Loving Robert Knepper's character too (there's a fairly large dollop of T-Bag in there, gives him an air of menace that I can't remember many of the other villains having). You just knew that woman was going to pay even before she shut the door on Samuel, purely by the way his face hardened.

Speaking of other villains, the Sylar / Matt storyline is the first time in ages I've enjoyed both characters, particularly Sylar, who works better when he's being devious and playful, as opposed to demi-god nutcase Sylar.

Not surprised to see the Claire storyline heading down sapphic avenue (is anybody?), the scene where Claire revealed her power was very reminiscent of the 'Magic = lesbian sex' metaphor they used in Buffy for Willow / Tara. (Not necessarily a bad thing )

Also, no Hiro/Ando, Nathan or Tracey that episode, which was good as it meant the episode didn't have to jump around and squeeze things in as much.

Promising first few episodes (but I've been hurt before, so Heroes and I are going to take it slow)


----------



## SpookyFrank (Oct 1, 2009)

Stigmata said:


> Sylar became a lot less interesting when they made out it was his ability that made him such a bastard, and it was beyond the character's control.
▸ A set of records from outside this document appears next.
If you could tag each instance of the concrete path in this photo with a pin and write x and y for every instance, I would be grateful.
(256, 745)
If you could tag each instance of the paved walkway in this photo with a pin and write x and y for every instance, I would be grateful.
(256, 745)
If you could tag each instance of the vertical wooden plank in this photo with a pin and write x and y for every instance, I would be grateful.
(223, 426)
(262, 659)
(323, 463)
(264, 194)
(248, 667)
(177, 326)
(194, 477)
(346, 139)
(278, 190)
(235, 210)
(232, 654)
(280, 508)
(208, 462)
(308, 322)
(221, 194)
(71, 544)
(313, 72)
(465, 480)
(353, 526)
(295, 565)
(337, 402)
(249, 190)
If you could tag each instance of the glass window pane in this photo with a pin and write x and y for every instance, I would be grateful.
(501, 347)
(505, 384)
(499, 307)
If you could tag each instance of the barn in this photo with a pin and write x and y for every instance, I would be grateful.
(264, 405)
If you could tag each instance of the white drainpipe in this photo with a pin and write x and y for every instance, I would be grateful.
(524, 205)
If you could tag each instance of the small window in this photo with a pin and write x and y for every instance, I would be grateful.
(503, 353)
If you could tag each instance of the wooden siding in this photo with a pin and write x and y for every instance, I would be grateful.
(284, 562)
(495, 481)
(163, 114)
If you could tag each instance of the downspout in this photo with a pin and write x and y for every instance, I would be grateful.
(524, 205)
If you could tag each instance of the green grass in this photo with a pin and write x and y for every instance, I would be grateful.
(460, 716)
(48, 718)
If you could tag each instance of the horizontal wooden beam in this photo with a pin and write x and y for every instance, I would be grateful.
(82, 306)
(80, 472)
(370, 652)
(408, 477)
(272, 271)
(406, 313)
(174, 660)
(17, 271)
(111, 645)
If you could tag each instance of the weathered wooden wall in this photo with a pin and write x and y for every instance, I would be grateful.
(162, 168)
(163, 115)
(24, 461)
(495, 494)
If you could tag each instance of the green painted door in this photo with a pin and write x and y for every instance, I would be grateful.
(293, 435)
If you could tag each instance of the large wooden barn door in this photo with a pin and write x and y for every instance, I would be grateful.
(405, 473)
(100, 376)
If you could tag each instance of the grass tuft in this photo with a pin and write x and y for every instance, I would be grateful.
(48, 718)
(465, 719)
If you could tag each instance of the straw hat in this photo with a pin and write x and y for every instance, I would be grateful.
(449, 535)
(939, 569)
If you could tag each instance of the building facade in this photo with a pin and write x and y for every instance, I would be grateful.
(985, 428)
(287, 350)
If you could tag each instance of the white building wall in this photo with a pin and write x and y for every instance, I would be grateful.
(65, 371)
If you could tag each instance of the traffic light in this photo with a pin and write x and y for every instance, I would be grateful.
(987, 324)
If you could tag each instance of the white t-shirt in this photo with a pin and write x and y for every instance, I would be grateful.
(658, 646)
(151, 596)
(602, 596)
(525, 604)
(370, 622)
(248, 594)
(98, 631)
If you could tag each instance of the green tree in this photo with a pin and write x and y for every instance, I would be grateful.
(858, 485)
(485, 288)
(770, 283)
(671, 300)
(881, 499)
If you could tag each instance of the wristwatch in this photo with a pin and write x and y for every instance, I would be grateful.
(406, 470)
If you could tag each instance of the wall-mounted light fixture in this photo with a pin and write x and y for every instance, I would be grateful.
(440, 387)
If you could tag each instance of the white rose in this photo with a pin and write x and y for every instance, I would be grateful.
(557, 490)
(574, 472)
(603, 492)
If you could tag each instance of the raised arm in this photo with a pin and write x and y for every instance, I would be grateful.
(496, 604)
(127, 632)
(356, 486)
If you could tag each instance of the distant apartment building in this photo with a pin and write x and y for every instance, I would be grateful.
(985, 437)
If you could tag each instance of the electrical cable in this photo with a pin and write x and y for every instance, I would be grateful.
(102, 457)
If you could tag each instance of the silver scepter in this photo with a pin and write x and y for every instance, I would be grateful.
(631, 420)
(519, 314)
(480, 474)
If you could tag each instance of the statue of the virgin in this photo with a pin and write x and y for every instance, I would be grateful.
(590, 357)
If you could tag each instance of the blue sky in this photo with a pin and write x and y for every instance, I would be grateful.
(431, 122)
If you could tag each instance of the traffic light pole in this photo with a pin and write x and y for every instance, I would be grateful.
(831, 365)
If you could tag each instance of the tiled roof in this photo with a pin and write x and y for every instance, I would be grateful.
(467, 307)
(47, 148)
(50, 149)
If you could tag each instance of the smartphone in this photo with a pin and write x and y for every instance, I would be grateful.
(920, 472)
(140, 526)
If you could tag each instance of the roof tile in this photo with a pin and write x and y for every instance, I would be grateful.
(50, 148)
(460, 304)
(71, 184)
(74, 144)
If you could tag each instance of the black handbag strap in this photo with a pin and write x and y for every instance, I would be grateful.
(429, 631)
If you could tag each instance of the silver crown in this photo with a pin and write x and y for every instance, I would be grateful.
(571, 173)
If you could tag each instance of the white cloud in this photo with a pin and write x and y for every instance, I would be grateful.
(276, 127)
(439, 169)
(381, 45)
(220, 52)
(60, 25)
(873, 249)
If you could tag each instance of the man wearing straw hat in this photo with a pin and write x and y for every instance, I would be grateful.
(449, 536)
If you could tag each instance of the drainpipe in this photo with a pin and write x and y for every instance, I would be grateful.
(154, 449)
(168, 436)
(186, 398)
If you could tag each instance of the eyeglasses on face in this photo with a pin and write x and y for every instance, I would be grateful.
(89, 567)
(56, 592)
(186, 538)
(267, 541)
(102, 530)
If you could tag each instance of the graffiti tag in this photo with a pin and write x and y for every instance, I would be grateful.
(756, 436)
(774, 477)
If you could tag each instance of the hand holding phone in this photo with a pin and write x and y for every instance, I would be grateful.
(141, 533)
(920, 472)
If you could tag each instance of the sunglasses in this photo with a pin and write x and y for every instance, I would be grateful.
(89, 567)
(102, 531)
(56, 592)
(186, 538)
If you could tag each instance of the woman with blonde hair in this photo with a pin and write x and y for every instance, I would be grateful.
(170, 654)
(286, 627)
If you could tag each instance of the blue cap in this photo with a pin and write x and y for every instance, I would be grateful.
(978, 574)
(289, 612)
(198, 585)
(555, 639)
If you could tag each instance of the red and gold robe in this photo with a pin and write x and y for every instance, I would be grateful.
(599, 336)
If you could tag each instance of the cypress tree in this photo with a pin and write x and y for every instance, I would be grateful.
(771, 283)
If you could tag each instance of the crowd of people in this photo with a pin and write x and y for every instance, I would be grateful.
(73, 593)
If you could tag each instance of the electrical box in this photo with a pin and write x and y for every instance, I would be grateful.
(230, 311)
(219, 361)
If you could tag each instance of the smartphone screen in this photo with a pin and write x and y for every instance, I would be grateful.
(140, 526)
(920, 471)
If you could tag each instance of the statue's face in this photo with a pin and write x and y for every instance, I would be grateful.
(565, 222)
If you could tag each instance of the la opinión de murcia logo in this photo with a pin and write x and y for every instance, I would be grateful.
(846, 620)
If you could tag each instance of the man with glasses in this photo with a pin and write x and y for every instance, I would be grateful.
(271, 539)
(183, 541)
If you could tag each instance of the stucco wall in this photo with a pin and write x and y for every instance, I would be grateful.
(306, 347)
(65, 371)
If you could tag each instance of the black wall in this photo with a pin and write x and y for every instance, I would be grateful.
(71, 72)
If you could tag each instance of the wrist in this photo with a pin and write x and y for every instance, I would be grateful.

Yeah but they sort of made up for that by making him try and be nice and then decide to be evil again anyway. 

Good episode that last one. Hiro's starting to piss me off now (and he's dying now? Laura Roslin anyone?) so it's good to get a break from him. New bad guy is showing a fun combination of melancholy and nastiness and it'll be good to see where they go with his power. The bits with the deaf woman were excellent, and a sign that the writers might finally be trying a new angle.

Claire's scenes were a bit shit and obvious, but rescued as usual by the sheer awesomeness of HRG.


----------



## DotCommunist (Oct 1, 2009)

does the haitan even have a name?


----------



## SpookyFrank (Oct 1, 2009)

DotCommunist said:


> does the haitan even have a name?



Don't think so. Even Noah just calls him 'the Haitian'.

I wonder what he does with his time when he's not being summoned to erase someone's memory? Perhaps he works in an old folks' home and amuses himself by making people think they've got alzheimer's.


----------



## kyser_soze (Oct 1, 2009)

I can't believe they didn't get someone hotter to play Clare's first taste of sapphos. The lass that plays Gretchen was weird and freaky in Buddy, and she's weird and freaky in this. I mean if they wanted to mine Buffy for teenage lesbians, they could have picked the girl who plays Kennedy in S7...


----------



## The Octagon (Oct 1, 2009)

kyser_soze said:


> I can't believe they didn't get someone hotter to play Clare's first taste of sapphos. The lass that plays Gretchen was weird and freaky in Buddy, and she's weird and freaky in this. I mean if they wanted to mine Buffy for teenage lesbians, they could have picked the girl who plays Kennedy in S7...



Erm, Madeline Zima wasn't in Buffy (I think you're confusing her with Sarah Hagen, who played Amanda).

She was, however, in Californication (as jailbait for David Duchovny's character), and she was smoking hot there (google image her and you'll see what I mean).


----------



## kyser_soze (Oct 1, 2009)

Wow, she _really_ looks like an older version of Amanda!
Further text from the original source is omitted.